Food and drink
The taste of tradition
Catalan cooking has lots of typical dishes that are still made and served in traditional restaurants today. Dishes that can be eaten in very traditional restaurants and even urban masies, old farmhouses that take you back to a bygone era.
Barcelona's basic cookery book consists of dishes such as the popular pa amb tomàquet, tomato bread, with or without ham; escalivada, a salad made from roasted peppers, aubergines and other vegetables, which is a real classic; and empedrat, another essential dish consisting of a salt cod and haricot bean salad. Or, if you want something more filling, you should go for escudella, a stew with vegetables, thick noodles and rice, boiled with haricot beans and meat.
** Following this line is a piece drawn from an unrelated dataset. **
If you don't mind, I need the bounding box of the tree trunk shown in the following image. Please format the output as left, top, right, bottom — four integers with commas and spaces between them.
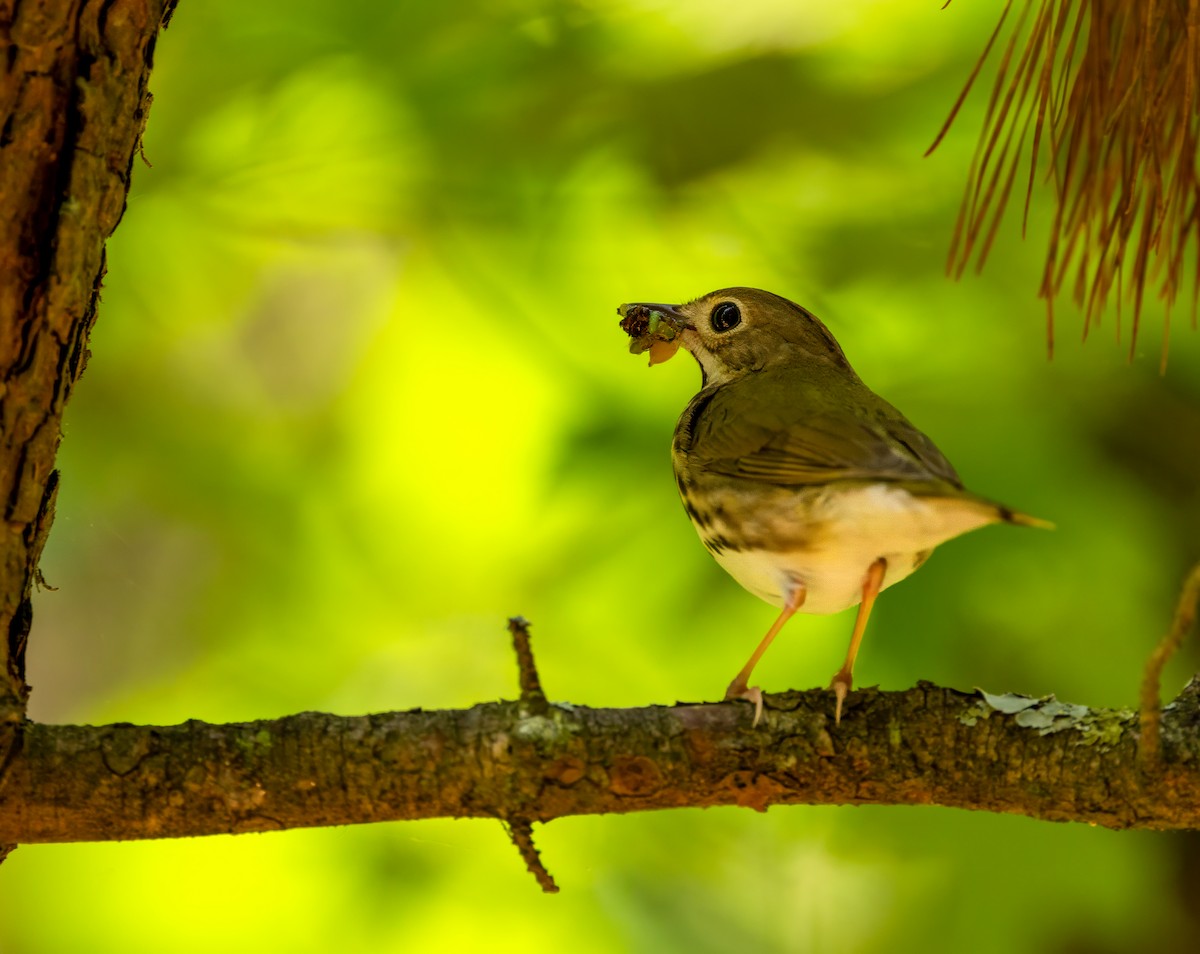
0, 0, 174, 768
Pork is our favourite meat. There are more than 15 kinds of sausage but the best known is botifarra, the main ingredient of botifarra amb mongetes, pork sausage and beans.
As for sweets and desserts, crema catalana is famous, as are panellets, little cakes made with crushed almonds, pine nuts, desiccated coconut and cocoa powder that are especially popular in November.
There are lots of restaurants where you can try these traditional dishes. Good examples of this kind of cooking are Ca l’Isidre, which opened in 1970, and Casa Leopoldo, which opened in 1929. You can try out both in the Raval neighbourhood.
Another good place to try traditional cuisine is in an old masia, a type of rural building typical in Catalonia that has been turned into a restaurant. In Barcelona there are some spectacular ones with over a thousand years of history, such as Can Cortada and Can Travi Nou, both of which are in the Horta-Guinardó district.
Deeply rooted recipes...
Pa amb tomàquet
On Catalan dining tables, bread is usually served in large, toasted slices rubbed with ripe tomatoes and drizzled with olive oil. Nothing could be more homely.
Mar i muntanya
As we are surrounded by a natural environment (sea and mountains) that provides meat and fish, chefs have combined both on the hob for centuries. Mandonguilles amb sípia (cuttlefish meatballs) are a good example.
This is the most popular of all Catalan sauces. It is made from oil and garlic, as its name (all i oli) clearly suggests, accompanies anything from tomato bread to lots of different kinds of meat and adds the final touch to dishes such as black rice and cuttlefish.
A la llauna
A really typical Barcelona culinary technique is the one known as “a la llauna” and traditionally used with salt cod. It means cooking on a tin plate in the oven.